Final hearing is set for reporter jailed in Iran, accused of espionage
The final hearing in Iran’s espionage trial of Jason Rezaian, the Washington Post correspondent whose yearlong incarceration has helped worsen tensions with the United States, has been scheduled for Monday, the newspaper’s executive editor and Rezaian’s brother said Saturday.
They said that Rezaian’s Iranian lawyer, Leila Ahsan, had been notified of the final hearing in the trial, which has been held intermittently in a Tehran Revolutionary Court since May and has been closed to the public.
“The sham trial of Jason Rezaian, The Washington Post’s correspondent in Tehran, may now finally be nearing its end,” The Post’s executive editor, Martin Baron, said in a statement. He said the lawyer had been told that it would be “the final hearing before a verdict is reached.”

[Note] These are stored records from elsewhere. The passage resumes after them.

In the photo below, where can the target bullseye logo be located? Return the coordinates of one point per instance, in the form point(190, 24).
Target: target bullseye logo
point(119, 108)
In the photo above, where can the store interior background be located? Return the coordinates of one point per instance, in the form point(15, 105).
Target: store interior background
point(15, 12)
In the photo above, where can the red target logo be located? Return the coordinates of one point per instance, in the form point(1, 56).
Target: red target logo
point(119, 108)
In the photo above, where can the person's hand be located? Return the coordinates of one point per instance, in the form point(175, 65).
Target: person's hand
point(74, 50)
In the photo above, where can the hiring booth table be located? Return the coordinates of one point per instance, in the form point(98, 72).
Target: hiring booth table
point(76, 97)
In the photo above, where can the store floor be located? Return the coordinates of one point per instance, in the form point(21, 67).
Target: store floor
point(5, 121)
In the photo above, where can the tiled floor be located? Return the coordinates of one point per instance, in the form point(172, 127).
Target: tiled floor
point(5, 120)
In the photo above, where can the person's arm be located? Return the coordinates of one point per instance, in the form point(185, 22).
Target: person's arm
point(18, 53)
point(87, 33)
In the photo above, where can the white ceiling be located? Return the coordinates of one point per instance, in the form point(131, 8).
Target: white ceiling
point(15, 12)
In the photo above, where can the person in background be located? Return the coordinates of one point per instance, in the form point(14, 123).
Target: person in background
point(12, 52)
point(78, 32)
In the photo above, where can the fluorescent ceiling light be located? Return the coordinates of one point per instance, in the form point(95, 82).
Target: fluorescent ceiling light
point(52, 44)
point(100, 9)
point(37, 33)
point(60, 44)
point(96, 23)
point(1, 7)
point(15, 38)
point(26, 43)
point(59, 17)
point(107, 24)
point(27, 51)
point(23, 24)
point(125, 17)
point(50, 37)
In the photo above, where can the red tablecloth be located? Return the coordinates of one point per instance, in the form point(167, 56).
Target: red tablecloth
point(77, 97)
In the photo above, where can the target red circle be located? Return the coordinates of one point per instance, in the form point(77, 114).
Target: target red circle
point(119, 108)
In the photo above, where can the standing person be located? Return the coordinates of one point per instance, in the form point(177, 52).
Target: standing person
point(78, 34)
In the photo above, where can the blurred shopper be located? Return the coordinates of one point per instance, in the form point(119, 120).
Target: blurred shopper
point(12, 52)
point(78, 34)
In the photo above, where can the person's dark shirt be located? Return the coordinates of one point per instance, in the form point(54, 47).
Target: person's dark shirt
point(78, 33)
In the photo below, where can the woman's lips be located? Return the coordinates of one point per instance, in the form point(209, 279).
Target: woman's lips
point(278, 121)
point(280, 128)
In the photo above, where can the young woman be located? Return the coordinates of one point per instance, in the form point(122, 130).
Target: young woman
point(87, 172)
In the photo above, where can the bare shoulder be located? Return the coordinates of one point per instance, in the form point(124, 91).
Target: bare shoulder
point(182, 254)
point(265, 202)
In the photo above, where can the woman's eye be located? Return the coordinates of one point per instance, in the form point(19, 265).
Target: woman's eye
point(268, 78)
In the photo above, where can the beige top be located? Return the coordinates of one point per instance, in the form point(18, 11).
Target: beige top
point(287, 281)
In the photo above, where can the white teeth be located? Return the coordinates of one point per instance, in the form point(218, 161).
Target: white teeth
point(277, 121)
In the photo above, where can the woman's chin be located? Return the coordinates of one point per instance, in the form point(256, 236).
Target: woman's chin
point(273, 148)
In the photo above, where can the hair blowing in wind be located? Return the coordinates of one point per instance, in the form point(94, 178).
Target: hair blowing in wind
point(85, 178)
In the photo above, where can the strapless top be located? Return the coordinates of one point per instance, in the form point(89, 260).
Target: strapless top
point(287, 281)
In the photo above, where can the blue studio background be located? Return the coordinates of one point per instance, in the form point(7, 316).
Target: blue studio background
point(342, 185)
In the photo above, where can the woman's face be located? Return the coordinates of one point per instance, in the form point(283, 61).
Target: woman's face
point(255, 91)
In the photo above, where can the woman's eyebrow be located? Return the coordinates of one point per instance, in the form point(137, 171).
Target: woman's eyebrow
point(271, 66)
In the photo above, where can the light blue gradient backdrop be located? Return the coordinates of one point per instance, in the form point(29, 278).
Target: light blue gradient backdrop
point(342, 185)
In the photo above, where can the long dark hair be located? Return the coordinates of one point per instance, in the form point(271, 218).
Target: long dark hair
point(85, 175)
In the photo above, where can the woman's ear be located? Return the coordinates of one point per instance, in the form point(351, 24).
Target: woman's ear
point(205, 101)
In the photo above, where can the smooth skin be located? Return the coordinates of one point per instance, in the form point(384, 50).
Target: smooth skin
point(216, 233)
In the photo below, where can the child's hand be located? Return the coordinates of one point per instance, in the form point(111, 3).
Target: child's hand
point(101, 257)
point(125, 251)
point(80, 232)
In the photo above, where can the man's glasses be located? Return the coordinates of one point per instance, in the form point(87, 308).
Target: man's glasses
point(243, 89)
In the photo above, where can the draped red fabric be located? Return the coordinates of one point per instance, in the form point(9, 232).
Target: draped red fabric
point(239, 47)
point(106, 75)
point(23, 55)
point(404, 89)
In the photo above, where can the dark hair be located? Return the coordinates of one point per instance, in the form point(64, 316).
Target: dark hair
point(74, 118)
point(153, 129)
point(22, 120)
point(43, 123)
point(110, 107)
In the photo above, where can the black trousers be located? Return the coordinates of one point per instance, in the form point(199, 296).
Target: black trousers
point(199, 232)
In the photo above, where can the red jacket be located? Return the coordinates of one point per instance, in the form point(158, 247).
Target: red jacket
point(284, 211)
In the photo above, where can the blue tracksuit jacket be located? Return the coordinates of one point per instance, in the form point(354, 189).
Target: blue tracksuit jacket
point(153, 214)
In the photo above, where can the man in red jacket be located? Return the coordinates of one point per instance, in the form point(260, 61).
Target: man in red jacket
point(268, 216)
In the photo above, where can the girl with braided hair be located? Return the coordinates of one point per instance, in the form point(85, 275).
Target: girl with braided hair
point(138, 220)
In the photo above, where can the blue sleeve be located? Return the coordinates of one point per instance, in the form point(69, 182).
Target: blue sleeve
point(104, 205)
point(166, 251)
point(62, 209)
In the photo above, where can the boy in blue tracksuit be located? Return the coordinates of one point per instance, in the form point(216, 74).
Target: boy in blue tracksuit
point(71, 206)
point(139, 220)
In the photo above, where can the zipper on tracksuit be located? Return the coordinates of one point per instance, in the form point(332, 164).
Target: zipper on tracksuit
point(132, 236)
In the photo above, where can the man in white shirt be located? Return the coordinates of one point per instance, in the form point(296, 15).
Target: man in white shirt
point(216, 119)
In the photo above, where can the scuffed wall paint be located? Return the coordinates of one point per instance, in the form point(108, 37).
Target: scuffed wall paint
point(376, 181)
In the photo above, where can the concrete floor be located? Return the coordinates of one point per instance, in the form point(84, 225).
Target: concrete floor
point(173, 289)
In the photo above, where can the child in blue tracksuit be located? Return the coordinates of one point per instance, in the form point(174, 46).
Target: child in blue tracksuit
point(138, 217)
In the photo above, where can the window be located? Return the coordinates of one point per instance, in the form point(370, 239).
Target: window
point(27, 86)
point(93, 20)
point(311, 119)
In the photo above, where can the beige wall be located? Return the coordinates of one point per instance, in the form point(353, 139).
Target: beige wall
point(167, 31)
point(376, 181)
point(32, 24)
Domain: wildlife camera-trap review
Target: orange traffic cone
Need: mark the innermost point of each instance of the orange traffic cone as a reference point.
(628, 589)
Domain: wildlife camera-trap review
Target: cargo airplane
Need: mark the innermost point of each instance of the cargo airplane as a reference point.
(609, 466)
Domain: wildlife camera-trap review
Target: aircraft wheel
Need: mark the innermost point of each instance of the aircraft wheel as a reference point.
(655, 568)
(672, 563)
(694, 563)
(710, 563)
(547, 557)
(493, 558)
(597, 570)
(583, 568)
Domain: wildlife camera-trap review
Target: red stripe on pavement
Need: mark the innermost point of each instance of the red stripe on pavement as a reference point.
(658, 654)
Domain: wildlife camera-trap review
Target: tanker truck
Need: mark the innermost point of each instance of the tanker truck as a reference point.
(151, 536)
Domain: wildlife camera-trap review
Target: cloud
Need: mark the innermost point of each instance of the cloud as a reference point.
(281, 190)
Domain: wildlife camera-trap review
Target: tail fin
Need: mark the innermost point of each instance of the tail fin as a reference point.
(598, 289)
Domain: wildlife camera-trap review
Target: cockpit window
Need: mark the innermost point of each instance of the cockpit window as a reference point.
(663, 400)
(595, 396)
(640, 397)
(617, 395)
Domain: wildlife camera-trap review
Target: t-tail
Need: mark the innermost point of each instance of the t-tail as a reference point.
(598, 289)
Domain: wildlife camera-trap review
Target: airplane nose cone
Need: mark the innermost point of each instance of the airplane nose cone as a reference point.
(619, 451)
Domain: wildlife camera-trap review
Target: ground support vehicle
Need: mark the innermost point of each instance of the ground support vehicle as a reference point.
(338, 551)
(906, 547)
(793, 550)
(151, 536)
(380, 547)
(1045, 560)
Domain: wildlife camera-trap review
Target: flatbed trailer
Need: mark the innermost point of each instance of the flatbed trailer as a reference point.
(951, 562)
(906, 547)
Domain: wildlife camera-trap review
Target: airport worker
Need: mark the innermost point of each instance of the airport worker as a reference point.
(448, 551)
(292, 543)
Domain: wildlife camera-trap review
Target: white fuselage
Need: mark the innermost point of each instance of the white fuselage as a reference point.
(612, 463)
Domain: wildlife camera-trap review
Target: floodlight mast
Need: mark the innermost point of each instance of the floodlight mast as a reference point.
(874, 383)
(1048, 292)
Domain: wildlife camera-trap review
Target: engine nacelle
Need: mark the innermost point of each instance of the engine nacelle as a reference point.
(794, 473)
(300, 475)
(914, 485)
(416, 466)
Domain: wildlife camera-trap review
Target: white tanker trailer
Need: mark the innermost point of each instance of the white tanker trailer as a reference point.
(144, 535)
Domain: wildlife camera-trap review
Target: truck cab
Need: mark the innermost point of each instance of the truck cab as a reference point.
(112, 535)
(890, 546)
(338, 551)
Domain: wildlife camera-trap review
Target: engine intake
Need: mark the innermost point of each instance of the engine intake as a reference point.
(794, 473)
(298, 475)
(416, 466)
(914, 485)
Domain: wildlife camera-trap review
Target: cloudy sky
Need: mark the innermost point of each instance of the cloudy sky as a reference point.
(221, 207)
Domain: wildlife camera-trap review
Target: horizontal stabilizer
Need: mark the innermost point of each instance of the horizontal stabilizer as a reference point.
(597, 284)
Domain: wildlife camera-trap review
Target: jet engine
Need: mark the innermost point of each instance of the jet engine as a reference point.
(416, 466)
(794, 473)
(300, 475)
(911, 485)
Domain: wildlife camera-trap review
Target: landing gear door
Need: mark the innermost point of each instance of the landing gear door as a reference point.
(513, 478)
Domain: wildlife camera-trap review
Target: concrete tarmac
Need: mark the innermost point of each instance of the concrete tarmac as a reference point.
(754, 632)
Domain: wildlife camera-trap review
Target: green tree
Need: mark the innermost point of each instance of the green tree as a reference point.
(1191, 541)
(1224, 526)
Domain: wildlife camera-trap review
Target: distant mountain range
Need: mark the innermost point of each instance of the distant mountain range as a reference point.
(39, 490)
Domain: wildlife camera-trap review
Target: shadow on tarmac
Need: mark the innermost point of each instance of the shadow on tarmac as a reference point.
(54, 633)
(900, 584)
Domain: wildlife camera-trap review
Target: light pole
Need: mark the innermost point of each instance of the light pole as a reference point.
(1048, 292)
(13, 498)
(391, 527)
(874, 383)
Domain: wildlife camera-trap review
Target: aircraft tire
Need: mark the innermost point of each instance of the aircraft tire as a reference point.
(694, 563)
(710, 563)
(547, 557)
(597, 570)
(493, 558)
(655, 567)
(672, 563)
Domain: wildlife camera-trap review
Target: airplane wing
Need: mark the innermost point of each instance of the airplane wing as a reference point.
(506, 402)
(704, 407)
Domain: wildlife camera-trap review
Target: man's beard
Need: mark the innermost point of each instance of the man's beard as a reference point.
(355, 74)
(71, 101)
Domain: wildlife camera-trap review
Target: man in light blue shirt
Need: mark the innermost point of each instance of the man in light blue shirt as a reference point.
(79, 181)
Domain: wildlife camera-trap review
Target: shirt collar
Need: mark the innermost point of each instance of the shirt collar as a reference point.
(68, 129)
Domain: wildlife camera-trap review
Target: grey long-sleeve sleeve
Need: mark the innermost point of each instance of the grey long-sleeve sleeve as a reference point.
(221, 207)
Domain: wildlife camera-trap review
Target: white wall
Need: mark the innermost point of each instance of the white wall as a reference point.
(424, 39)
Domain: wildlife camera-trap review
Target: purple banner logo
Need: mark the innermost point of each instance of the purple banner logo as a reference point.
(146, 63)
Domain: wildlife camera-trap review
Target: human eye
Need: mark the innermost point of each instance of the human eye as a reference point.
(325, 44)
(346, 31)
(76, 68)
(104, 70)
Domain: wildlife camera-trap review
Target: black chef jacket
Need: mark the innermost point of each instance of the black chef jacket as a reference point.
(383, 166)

It was unclear when a verdict may be announced.
The Post, which has become increasingly outspoken in its criticism of Iran over the Rezaian case, sought intervention last month by a U.N. human rights panel to help pressure Iranian authorities into releasing him.
Rezaian’s brother, Ali, said in an email that Ah- san expected to finally be able to present her client’s defense at the Monday hearing.
Jason Rezaian, 39, an Iranian-American from California with dual citizenship, has been the Post’s correspondent in Tehran since 2012. He and his Iranian wife, Yeganeh Salehi, 30, were arrested there on July 22, 2014.
Salehi, a reporter for a United Arab Emirates newspaper, was released on bail after a few months, ordered not to work and warned not to talk about the case.
Only months later did Iranian authorities disclose the charges against Rezaian, which include espionage and hostile acts. He has remained incarcerated, much of the time in solitary confinement.
Rezaian has asserted his innocence, and Ahsan has said the government has no evidence to support the charges.
His family, friends, rights groups, the Post and the U.S. government have called the prosecution farcical.
“This is a critical moment,” Baron said. “Iran has behaved unconscionably throughout this travesty of a case. It has imprisoned an innocent journalist for more than a year and subjected him to physical mistreatment and psychological abuse.”
Rezaian is one of three Iranian-Americans with dual citizenship incarcerated by Iran. The Iranian authorities consider them Iranian citizens only.